Qu’à cela ne tienne, Palm reading joue avec les sonorités, dévie bien sûr, et bénéficie d’encarts acidulés. Tapeworms est ludique, on sent que le groupe s’amuse, mais pensé et conçu avec une foutue dose de dextérité. Il nous offre, fréquemment, des bruitisteries de toute beauté. L’éponyme…Tapeworms justement, passé son intro électro-shoegaze loufoque, prend la direction du deuxième genre cité, option excellence définitive. Vocale et sonique. L’orage se calme, des sons charmants lui font suite. Ca défile vite, quand c’est aussi bon. Round and round arrive et il est presque temps, déjà, d’en finir avec cette décisive rencontre. Sur cette chanson, c’est la rêverie qui domine. Mais elle gronde, greffe du rugueux à sa voix. Enchantement continuel, Funtastic est un sans faute. Sans discontinuer, il nous injecte, dans les veines, une drogue musicale saine et permise. Recommandée, même.
Le dernier shoot, ave ce Alternate ending parfaitement posé entre le doux et le courroux, doté de dérives noisy d’il y a 30 ans (et oui…), ferme la marche et franchit la dernière…marche sans que Tapeworms, lui, ait buté dessus.
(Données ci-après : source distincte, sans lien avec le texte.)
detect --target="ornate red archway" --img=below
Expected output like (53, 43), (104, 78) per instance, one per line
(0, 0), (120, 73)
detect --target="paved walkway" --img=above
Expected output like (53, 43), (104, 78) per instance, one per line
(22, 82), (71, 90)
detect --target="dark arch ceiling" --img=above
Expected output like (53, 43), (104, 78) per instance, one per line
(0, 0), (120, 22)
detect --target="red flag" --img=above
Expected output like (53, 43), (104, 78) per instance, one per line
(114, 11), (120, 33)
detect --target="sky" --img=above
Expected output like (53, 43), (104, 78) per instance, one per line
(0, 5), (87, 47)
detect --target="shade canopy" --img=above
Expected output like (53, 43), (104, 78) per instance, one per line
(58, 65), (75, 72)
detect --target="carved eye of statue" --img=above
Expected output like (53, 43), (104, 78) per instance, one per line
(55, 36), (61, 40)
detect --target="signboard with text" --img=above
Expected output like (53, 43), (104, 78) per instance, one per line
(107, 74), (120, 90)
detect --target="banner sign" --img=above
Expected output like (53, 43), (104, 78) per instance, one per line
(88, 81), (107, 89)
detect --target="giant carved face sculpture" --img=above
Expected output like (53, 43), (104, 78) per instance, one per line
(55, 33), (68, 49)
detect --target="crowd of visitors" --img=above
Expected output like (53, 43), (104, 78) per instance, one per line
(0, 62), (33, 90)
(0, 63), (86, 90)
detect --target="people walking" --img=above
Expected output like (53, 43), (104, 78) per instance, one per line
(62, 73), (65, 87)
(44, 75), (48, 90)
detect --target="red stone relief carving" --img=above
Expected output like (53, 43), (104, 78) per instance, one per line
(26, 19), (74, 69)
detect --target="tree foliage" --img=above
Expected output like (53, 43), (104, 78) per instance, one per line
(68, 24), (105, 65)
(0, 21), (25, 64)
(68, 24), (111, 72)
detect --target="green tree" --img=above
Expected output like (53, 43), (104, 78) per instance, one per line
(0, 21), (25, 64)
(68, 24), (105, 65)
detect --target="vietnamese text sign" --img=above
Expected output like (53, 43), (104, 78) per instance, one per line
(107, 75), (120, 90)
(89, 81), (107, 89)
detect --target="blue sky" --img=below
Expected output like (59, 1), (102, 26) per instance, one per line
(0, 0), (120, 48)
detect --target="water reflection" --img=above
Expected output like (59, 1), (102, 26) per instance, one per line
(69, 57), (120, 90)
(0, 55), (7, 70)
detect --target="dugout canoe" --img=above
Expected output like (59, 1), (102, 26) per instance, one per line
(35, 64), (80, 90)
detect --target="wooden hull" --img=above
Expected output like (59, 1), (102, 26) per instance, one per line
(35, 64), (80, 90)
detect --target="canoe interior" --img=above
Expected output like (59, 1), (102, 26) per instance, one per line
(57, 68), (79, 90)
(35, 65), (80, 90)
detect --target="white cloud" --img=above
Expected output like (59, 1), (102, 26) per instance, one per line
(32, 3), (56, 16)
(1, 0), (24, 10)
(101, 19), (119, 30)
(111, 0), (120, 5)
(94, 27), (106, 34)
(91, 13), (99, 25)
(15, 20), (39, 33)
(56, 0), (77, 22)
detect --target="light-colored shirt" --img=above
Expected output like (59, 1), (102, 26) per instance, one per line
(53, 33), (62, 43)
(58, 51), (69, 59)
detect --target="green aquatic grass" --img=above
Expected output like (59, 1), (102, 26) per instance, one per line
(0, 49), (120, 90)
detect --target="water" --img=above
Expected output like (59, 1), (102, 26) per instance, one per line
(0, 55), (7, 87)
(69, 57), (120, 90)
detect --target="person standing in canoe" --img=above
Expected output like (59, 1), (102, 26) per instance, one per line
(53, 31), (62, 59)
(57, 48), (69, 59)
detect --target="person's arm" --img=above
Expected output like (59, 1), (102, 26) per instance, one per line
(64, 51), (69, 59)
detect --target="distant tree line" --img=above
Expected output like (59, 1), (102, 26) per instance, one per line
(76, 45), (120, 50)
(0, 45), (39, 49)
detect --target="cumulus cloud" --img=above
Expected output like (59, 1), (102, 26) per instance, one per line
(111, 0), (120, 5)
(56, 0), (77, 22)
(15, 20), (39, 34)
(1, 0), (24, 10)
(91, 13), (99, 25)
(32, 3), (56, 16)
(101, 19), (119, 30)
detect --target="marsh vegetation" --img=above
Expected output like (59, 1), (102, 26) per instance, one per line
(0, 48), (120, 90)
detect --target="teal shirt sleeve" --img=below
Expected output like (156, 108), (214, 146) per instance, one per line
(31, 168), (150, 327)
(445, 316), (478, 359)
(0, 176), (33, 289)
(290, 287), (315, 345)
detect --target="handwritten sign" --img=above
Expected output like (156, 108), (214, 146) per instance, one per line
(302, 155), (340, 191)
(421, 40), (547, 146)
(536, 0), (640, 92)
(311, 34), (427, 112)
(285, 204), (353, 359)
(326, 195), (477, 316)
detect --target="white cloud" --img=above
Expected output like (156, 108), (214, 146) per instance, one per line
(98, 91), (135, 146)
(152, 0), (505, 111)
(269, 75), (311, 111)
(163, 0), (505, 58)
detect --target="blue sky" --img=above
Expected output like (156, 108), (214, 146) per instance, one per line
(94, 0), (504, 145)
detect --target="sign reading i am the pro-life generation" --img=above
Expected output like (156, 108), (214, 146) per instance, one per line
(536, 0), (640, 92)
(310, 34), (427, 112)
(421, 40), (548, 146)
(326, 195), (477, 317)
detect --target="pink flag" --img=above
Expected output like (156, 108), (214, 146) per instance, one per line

Son album met du baume, il pique aussi un peu, engendre un boucan aux excès digestes. Une vraie pépite, Edith,qu’il nous tarde d’entendre sur scène dès lors que les circonstances le permettront. Margot Magnière, Eliott Poyer et Théo Poyer, retenez leurs noms, vous assailliront dans la grâce, dotés d’un arsenal solide et indocile.